Eloísa lloraba sin cesar y el señor García de cuando en cuando se limpiaba las lágrimas con la mano, ella no podía decir nada, hasta que por fin pudo articular palabra:

– ¿Disculpe señor, dónde depositaron las cenizas?
– En la iglesia de San Miguel.

Se despidieron, el papá de Víctor le agradeció bastante las lágrimas que ella había derramado por su hijo. Eloísa encaminó sus pasos hacia la iglesia, llegó y buscó la placa con el nombre de Víctor, hasta que la encontró, cayó de rodillas y comenzó a llorar, a vaciar la angustia de todos los días vividos, lloraba por haber dudado del amor de Víctor, lloraba porque se había quedado “viuda antes de casarse” por la incertidumbre de los minutos y las horas que habían pasado, por ya no tenerlo, por no haberlo visto muerto, por no tenerlo nunca más, por perder al hombre que siempre amó, por perder la esperanza, por no haberse despedido…

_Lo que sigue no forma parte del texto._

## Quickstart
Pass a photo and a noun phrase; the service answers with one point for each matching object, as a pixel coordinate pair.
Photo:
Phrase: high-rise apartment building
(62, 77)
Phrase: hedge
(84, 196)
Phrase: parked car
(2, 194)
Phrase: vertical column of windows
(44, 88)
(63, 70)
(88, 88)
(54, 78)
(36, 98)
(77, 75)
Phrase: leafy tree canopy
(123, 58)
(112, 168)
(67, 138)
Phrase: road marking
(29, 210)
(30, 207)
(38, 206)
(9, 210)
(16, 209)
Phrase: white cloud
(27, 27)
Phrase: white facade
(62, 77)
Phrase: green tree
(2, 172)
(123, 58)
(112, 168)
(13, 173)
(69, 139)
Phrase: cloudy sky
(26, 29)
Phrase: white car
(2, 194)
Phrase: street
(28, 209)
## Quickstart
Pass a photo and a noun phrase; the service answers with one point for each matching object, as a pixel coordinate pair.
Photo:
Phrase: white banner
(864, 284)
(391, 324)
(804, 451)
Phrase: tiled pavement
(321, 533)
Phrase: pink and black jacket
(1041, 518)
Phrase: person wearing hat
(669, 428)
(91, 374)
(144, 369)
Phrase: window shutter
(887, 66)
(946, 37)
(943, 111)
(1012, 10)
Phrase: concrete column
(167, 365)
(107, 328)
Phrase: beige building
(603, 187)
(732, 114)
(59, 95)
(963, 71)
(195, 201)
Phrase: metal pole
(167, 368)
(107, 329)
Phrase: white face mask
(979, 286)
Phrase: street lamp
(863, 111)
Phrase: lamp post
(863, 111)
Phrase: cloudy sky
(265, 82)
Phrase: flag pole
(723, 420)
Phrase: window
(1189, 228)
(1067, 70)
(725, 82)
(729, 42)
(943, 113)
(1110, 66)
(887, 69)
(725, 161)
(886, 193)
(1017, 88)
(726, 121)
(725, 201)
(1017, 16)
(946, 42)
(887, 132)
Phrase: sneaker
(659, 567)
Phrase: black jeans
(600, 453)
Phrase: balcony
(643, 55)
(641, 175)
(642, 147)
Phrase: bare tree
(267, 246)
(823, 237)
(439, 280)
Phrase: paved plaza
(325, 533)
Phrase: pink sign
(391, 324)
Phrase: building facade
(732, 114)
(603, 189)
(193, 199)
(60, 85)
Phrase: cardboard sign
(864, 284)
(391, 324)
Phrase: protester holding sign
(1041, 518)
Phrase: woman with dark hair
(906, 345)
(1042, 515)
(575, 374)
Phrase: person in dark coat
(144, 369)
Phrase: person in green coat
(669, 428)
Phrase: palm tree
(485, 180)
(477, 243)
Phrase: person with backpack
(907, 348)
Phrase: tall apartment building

No supo cuánto tiempo estuvo ahí en el piso, hasta que llegó otra persona y la hizo reaccionar, solo entonces se puso de pie.
Como autómata llegó a su casa, siguió llorando hasta quedarse dormida, al otro día se dispuso a hablar con una foto de Víctor, le pidió perdón y le dijo que siempre lo llevaría en el corazón.
Cada vez que pudo fue a San Miguel, con el paso del tiempo cada vez fue menos, hasta que dejó de ir.
Ella sabía que siempre estarían unidos y que algún día se volverán a reunir.